This is my problem:
A block of mass 1.50 kg is accelerated across a rough surface by a light cord passing over a small pulley shown in the image below. The tension T in the cord is maintained at 10.0 N, and the pulley is 0.140 m above the top of the block. The coefficient of kinetic friction is 0.360.
This is the question it is asking:
Find the largest value of x for which the acceleration is zero.
I have been trying to solve this for hours with no luck, please help.

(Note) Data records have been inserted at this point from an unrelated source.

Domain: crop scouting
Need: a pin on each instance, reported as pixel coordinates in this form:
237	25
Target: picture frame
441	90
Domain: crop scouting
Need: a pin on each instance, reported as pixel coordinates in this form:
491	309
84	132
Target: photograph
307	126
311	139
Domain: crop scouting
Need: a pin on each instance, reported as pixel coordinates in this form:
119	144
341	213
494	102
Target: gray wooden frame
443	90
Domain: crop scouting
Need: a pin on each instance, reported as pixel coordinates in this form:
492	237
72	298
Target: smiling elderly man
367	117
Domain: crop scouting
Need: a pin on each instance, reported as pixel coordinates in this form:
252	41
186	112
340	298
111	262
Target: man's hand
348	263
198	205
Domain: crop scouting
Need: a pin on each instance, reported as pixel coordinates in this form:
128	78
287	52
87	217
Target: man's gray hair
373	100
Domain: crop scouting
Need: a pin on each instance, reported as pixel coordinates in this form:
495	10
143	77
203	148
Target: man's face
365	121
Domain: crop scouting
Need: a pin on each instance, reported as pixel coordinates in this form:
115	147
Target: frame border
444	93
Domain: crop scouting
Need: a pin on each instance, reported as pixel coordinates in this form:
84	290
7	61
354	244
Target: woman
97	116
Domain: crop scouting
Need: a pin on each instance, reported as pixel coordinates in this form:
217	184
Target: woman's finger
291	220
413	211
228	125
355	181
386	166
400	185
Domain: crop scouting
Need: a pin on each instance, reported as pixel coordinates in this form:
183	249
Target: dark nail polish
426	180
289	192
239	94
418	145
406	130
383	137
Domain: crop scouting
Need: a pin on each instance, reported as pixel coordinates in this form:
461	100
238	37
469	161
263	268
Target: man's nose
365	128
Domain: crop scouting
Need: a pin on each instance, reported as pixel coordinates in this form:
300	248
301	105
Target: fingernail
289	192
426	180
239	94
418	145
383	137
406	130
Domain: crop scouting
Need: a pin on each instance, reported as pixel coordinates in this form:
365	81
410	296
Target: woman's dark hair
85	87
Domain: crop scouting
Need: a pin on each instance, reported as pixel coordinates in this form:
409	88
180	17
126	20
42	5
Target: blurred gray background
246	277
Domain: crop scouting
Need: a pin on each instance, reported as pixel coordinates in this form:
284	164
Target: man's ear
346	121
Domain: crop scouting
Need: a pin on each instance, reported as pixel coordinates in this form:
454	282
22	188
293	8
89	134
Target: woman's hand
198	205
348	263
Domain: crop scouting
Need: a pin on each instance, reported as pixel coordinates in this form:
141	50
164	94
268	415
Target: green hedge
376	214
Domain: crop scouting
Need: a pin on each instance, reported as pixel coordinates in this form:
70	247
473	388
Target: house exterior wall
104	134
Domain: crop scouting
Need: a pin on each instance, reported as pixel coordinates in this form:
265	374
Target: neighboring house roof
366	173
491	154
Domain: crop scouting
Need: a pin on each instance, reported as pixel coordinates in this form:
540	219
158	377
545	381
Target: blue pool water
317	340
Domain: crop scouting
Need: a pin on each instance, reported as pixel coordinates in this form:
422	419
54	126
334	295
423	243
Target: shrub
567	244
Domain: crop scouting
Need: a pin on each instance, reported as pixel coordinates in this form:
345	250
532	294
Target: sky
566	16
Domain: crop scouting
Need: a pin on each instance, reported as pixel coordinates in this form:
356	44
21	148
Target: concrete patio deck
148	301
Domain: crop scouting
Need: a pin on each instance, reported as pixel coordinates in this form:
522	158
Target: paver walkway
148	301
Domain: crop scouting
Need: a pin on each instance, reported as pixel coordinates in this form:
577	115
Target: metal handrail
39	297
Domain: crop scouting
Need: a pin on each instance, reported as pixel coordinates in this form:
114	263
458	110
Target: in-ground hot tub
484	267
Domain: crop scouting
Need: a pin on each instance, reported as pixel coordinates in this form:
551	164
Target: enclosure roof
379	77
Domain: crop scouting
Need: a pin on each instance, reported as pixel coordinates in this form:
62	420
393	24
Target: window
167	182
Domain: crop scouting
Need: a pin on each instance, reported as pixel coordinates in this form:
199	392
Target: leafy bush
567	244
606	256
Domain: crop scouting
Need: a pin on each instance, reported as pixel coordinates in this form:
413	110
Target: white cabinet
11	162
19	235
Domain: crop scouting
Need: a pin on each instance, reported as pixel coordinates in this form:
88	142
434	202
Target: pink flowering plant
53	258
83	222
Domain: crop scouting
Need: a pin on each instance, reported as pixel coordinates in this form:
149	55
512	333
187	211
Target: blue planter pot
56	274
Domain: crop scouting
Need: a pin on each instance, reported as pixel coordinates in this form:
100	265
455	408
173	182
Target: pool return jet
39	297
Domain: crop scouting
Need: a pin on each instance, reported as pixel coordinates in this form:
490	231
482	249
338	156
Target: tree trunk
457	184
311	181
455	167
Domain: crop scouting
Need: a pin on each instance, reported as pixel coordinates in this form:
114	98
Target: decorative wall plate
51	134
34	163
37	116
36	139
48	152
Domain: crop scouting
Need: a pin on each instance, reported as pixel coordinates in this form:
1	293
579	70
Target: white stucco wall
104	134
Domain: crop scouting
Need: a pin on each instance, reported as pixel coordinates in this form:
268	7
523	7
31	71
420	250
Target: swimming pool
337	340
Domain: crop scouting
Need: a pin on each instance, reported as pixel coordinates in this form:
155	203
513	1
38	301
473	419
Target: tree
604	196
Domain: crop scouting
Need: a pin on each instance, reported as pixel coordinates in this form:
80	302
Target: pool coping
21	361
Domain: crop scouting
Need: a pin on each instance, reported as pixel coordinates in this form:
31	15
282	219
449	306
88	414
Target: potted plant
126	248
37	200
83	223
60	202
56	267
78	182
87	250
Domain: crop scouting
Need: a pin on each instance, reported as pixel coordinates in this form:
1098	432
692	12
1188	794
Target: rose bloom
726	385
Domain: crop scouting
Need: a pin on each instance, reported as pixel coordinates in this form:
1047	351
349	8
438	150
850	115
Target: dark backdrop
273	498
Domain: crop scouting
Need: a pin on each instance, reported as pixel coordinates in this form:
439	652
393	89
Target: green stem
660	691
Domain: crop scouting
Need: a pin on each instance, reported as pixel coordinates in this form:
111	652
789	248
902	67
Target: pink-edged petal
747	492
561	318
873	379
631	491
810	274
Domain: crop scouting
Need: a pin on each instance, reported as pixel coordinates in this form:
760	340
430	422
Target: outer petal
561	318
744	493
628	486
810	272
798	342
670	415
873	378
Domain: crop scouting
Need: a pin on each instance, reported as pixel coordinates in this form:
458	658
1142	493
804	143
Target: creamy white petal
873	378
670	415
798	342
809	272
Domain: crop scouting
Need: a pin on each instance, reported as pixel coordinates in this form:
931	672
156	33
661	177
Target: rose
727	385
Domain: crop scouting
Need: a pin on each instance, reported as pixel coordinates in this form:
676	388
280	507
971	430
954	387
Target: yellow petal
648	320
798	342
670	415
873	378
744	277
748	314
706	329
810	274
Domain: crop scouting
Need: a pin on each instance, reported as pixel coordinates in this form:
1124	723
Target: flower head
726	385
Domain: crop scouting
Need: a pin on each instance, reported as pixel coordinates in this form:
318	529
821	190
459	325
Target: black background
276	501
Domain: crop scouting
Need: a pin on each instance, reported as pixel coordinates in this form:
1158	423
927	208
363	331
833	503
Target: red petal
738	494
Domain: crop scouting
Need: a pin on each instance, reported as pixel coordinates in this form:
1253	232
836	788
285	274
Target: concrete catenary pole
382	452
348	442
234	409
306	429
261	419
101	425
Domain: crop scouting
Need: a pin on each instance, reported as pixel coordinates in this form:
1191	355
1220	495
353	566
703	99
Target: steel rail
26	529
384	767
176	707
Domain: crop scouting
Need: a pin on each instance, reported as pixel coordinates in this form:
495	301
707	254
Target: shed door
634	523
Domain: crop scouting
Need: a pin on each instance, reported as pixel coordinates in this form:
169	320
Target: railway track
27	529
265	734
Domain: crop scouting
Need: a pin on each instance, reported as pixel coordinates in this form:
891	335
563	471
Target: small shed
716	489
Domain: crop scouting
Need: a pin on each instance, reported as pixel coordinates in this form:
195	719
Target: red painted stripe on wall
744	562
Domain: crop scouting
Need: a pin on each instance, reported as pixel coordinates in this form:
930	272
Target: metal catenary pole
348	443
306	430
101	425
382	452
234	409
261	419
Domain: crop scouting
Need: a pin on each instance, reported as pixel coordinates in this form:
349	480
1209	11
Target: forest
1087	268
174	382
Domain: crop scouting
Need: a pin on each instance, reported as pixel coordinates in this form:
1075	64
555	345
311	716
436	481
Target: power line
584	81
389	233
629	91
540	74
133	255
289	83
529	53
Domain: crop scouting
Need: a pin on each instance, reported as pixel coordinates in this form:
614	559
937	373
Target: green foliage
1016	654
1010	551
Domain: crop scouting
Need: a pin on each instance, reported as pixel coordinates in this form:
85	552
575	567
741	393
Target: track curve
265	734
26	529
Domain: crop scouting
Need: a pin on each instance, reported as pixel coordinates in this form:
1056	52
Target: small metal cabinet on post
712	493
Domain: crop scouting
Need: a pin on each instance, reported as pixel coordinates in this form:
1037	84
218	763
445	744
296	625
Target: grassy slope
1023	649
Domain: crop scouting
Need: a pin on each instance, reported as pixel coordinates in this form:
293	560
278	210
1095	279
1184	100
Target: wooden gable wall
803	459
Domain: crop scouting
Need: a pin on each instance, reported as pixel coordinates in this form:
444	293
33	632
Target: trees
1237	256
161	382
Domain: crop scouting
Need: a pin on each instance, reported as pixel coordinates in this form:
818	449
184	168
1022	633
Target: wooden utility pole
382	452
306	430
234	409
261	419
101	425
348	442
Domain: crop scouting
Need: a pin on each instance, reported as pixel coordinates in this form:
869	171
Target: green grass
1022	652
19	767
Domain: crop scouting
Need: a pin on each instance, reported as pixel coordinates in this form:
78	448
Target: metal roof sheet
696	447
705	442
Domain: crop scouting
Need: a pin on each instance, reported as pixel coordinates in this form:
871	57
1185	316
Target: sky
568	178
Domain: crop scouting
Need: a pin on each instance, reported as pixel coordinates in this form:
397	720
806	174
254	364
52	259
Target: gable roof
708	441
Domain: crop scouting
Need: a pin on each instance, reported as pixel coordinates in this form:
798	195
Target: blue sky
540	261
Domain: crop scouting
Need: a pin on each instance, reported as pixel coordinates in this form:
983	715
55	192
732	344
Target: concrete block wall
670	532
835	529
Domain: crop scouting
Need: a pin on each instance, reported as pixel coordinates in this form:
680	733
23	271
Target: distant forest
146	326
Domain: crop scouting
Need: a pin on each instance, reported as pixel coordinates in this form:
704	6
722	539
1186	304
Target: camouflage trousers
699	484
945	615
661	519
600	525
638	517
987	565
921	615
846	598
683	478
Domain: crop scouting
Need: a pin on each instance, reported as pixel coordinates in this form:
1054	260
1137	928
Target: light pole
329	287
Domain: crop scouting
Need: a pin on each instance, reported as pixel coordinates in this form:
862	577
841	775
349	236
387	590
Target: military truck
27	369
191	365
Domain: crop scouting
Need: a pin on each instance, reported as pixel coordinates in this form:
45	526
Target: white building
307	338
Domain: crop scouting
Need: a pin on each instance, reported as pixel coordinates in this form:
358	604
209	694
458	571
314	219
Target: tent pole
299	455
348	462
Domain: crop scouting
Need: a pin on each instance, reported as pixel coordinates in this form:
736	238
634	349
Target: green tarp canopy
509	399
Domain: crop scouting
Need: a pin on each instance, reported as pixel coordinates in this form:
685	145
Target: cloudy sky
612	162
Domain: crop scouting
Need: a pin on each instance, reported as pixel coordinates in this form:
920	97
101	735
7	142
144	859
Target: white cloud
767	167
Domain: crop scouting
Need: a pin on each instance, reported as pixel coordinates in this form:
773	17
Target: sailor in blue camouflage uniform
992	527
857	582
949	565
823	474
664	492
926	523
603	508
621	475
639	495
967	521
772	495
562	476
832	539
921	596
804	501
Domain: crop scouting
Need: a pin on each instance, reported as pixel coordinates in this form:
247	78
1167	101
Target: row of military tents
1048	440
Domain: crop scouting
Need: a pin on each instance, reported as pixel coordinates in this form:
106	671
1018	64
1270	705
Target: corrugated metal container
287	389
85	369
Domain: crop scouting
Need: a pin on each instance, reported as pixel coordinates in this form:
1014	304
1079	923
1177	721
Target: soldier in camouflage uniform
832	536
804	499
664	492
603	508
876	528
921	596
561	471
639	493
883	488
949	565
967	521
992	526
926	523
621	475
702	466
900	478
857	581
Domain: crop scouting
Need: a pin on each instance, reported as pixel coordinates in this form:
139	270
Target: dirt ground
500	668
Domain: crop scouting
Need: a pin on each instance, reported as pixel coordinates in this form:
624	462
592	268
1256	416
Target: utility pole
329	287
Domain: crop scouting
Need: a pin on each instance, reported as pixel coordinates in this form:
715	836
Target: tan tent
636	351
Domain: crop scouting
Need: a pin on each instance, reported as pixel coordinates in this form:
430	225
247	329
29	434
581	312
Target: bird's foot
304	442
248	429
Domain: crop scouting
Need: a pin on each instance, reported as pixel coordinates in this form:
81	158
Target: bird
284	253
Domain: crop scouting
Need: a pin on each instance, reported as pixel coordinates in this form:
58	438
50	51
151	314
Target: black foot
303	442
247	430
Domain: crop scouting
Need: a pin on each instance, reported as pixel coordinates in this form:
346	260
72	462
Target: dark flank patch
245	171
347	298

Edit: To further explain my problem and what I have tried:
I know that to find x when acceleration = 0 you set the force of friction equation equal to force giving you Tcos(theta) = mu(mg - Tsin(theta) and then you put it in terms of x. I got (1/m)(mu)(m)(g)[x^2 + h^2]^-1/2 = (1/m)Tx + (1/m)(mu)(h)(T) (h being the height of the pulley). I then substitute in my variables m = 1.5kg, h = 0.14m, mu = 0.36, and T = 10N. I guess what I’m asking is if that equation is correct because it worked for a practice problem with different numbers but not the numbers in the problem where it counts.
You have
$T\cos(\theta) = \mu (mg-T\sin(\theta))$
$\cos(\theta) = \frac{x}{\sqrt{x^2+h^2}}$
$\sin(\theta) = \frac{h}{\sqrt{x^2+h^2}}$
plugging these into the original equation we get:
$T\frac{x}{\sqrt{x^2+h^2}} = \mu (mg-T\frac{h}{\sqrt{x^2+h^2}})$
multiply both sides by $\sqrt{x^2+h^2}$
Is this what you also got?
$Tx = \mu (mg\sqrt{x^2+h^2}-Th)$
Now plug in everything and solve for x. You'll have to isolate the square root. Then square both sides, simplify and use the quadratic formula. What do you get?